Der sagenumwobene Alpenkönig, von Christian Taubenheim mit eisigem Blick und güldener Pappkrone ausgestattet, will nur ein wenig mit seinem Ruf als Schreckgespenst spielen. In Wirklichkeit hilft er zerrütteten Familien beim Sturz solcher Haustyrannen wie dem reichen Herrn Rappelkopf. Das ist ein wutschnaubender Sonderling mit Generalverdacht gegen jedermann, voller Angst um Geld und Leben. Heimo Essl spielt ihn mit der lauernden Unverschämtheit des Mächtigen, lenkt den Salon-Borderliner wie eine Dampfwalze über alle Gefühlsregungen hinweg. Frau, Tochter, Schwiegersohn und Dienerschaft sind einfach platt. Da müssen höhere Mächte ran. Also lässt der Alpenkönig den Menschenfeind ins eigene Spiegelbild schauen. Er tauscht mit ihm die Rollen und gibt nicht eher Ruhe, bis es dem Rappelkopf vor sich selbst graust. Danach kann der pensionierte Grantler auf emotionale Rendite warten.

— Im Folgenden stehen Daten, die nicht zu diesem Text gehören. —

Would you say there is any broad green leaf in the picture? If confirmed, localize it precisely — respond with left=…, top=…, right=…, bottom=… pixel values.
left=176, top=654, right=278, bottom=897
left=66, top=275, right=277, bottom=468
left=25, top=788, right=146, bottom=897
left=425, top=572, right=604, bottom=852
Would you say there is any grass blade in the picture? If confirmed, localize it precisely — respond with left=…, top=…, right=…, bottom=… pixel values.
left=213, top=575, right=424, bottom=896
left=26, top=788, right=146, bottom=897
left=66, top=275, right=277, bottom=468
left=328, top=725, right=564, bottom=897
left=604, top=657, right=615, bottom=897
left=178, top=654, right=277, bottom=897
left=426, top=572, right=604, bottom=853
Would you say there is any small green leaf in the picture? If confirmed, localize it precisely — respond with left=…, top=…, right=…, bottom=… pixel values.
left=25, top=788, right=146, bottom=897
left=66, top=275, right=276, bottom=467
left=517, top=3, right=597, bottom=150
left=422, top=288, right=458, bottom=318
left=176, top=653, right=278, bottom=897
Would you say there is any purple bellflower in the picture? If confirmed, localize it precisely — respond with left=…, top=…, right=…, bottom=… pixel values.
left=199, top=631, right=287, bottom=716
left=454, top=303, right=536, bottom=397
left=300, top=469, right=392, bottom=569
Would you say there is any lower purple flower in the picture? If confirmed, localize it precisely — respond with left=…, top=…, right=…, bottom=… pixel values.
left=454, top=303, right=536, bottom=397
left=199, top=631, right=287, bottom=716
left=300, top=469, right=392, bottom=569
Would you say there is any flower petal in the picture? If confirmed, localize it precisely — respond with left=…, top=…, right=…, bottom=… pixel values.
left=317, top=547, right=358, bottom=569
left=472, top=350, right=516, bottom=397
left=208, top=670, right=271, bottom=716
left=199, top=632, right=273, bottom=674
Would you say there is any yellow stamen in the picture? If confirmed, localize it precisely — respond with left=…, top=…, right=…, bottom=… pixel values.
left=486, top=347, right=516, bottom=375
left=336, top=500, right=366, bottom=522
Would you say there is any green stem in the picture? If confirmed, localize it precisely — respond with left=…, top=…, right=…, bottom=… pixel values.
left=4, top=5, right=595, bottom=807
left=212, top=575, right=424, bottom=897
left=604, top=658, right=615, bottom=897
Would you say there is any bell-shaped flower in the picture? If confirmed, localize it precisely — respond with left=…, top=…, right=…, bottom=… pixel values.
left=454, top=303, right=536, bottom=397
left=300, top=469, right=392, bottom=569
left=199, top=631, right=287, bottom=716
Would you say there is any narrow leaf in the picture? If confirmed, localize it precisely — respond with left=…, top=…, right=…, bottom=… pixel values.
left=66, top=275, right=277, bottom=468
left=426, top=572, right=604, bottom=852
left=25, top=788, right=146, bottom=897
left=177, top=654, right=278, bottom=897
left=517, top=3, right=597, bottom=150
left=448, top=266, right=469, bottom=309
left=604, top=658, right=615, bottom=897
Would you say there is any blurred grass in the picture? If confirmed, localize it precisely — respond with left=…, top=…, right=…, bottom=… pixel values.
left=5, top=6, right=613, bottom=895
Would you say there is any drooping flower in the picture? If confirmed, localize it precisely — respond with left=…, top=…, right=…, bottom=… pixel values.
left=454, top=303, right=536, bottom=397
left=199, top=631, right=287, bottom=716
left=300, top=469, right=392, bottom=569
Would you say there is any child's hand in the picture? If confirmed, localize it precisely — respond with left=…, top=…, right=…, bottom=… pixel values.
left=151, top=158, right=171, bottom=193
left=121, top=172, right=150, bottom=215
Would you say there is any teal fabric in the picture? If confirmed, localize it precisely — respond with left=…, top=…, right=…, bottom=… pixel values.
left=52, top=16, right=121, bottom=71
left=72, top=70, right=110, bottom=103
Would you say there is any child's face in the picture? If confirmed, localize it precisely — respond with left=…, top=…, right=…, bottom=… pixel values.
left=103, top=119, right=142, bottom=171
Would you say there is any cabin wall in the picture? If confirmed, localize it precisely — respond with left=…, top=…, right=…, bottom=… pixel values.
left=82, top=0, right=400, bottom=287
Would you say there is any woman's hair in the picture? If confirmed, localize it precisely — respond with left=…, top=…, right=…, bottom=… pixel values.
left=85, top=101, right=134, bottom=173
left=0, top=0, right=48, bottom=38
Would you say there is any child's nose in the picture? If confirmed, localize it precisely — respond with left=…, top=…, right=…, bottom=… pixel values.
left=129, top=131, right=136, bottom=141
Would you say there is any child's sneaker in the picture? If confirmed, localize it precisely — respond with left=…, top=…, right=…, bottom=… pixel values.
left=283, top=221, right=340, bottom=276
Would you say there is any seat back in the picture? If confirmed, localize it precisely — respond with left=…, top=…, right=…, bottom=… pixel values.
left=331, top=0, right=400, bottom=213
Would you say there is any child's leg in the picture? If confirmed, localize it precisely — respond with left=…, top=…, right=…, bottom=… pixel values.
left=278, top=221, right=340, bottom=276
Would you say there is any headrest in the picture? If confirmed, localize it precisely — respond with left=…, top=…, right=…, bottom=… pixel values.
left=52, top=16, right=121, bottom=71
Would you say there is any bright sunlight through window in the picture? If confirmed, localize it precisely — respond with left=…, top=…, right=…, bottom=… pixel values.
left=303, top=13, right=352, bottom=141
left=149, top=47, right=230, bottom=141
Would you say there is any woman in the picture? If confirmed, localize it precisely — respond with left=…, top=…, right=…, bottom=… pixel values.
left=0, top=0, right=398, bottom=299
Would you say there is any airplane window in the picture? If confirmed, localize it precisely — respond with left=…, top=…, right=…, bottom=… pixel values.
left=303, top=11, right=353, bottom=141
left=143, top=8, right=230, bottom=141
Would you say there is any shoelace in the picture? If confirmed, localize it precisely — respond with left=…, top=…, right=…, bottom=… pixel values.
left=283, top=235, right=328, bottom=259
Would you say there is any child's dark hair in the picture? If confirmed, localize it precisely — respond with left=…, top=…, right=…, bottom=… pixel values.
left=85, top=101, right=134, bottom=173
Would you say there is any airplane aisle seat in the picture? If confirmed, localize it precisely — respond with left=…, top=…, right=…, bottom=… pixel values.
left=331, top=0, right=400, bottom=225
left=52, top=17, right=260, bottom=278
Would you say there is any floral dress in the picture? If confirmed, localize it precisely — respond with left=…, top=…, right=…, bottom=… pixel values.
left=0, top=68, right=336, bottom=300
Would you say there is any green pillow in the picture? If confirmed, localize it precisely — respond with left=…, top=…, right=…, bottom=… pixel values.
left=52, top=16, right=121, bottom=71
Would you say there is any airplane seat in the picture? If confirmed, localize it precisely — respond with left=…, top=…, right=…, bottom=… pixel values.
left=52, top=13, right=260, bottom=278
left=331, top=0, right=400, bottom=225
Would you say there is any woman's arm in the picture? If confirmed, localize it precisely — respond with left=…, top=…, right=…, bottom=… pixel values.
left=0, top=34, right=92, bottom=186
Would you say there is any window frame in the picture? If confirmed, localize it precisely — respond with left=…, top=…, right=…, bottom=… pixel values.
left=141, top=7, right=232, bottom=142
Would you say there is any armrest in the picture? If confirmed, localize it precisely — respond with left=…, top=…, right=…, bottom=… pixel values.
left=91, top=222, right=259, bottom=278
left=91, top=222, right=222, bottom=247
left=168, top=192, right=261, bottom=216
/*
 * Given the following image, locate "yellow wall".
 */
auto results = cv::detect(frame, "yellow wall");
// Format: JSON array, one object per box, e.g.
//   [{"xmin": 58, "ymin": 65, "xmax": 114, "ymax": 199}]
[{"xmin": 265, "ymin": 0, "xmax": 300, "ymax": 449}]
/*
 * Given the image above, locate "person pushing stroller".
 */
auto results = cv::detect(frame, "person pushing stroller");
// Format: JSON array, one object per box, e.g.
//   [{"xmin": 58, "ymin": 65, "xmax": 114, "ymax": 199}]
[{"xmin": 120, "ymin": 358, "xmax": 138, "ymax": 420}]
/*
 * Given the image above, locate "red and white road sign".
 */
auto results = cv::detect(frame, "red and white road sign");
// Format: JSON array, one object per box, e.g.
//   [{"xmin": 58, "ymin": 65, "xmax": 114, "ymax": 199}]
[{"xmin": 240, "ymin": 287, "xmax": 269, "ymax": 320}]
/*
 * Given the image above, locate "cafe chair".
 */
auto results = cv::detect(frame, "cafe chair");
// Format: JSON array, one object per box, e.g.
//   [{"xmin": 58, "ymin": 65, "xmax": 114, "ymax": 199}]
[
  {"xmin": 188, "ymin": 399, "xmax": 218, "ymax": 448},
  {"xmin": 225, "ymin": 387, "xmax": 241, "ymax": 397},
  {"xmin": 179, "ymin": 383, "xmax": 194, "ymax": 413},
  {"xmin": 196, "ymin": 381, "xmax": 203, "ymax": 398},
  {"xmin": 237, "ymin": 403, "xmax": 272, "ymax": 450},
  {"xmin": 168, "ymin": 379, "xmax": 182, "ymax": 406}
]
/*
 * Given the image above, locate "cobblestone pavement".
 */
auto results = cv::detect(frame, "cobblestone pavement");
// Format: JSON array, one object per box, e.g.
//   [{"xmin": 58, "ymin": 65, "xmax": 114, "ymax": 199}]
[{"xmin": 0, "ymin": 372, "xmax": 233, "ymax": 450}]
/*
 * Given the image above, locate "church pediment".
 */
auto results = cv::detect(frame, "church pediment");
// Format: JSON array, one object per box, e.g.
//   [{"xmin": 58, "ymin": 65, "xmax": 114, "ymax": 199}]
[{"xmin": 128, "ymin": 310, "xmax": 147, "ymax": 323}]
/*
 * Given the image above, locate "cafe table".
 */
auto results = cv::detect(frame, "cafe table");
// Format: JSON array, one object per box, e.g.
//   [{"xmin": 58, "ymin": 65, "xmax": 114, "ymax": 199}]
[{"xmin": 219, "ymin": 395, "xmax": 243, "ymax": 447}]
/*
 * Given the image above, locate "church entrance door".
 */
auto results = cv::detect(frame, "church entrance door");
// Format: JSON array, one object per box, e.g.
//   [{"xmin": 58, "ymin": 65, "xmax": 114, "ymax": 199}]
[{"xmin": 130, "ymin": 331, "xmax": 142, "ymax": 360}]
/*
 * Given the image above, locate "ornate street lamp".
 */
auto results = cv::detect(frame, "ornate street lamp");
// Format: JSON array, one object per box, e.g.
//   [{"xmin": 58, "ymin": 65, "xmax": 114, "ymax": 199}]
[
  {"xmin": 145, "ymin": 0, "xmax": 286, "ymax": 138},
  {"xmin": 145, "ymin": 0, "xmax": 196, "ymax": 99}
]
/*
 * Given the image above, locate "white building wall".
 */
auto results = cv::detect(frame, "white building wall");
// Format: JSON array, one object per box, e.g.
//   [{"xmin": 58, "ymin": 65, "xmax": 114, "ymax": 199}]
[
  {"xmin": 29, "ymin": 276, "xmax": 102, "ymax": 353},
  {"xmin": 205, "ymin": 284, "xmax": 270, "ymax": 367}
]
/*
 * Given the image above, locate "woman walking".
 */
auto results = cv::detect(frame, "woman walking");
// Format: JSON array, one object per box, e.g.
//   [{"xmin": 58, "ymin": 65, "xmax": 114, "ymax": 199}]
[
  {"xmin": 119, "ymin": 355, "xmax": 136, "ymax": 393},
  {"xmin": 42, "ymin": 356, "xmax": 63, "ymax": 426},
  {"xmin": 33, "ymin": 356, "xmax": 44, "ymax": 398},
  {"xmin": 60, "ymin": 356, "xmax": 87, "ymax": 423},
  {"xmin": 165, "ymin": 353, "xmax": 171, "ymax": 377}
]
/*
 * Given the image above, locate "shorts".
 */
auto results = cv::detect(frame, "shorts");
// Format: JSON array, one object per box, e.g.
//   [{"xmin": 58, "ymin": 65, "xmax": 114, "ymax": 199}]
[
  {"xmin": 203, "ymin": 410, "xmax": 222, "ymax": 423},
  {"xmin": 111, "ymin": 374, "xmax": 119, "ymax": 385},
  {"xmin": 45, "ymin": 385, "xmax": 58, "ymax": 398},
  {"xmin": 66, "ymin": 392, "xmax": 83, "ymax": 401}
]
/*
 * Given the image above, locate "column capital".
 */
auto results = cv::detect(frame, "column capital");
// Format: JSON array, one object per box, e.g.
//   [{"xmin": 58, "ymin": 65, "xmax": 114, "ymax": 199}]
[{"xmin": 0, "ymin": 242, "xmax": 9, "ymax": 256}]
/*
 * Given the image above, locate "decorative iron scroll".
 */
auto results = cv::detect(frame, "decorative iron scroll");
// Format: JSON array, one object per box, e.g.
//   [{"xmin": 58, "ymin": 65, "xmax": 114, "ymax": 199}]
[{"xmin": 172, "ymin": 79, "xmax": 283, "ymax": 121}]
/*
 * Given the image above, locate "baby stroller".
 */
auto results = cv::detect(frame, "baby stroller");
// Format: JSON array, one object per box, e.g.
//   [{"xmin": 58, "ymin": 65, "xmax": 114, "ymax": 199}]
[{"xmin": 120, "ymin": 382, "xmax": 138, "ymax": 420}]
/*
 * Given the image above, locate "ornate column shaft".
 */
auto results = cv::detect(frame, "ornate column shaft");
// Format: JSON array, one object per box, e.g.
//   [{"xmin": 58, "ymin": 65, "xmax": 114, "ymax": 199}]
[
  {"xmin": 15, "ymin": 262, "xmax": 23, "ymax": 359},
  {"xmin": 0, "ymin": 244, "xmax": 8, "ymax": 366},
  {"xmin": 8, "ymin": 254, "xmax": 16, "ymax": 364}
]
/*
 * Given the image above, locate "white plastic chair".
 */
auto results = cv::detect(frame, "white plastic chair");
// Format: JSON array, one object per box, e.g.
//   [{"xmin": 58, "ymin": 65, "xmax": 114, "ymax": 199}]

Raimunds „romantisch-komisches Original-Zauberspiel“ hat nicht den aufsässigen Parodie-Humor von Johann Nestroy, denn dem Autor stand bei aller operettenseligen Kalauer-Freude der Sinn nach höherer Naivität. Georg Schmiedleitner sucht in diesem Geflecht von Poesie und Schwadroniererei etwas zu schnell den scharfen Ton, der den Schmerzpunkt der Erheiterung wach kitzelt. Das ist im Gemenge von Dialog-Geschossen und Frontal-Reimen (Waidmannslust auf Jägersbrust) gar nicht so einfach, gelingt aber mit anhaltender Lust am komödiantischen Detail bei allen Darstellern erfreulich oft. Wenn etwa der Kleinkrieg der Dienerschaft (Julia Bartolome als giftspritzend krähendes Stubenmädchen und Pius Maria Cüppers in der minderwertigkeitskomplexen Pose des „zwei Jahre in Paris gewesenen“ Butlers sind eine Wonne) wortgewaltig ausbricht, könnte das auch ein Casting fürs „Unterschichten-Fernsehen“ sein. Was freilich auch das Maß der Glaubwürdigkeit dieses Bühnen-Personals widerspiegelt.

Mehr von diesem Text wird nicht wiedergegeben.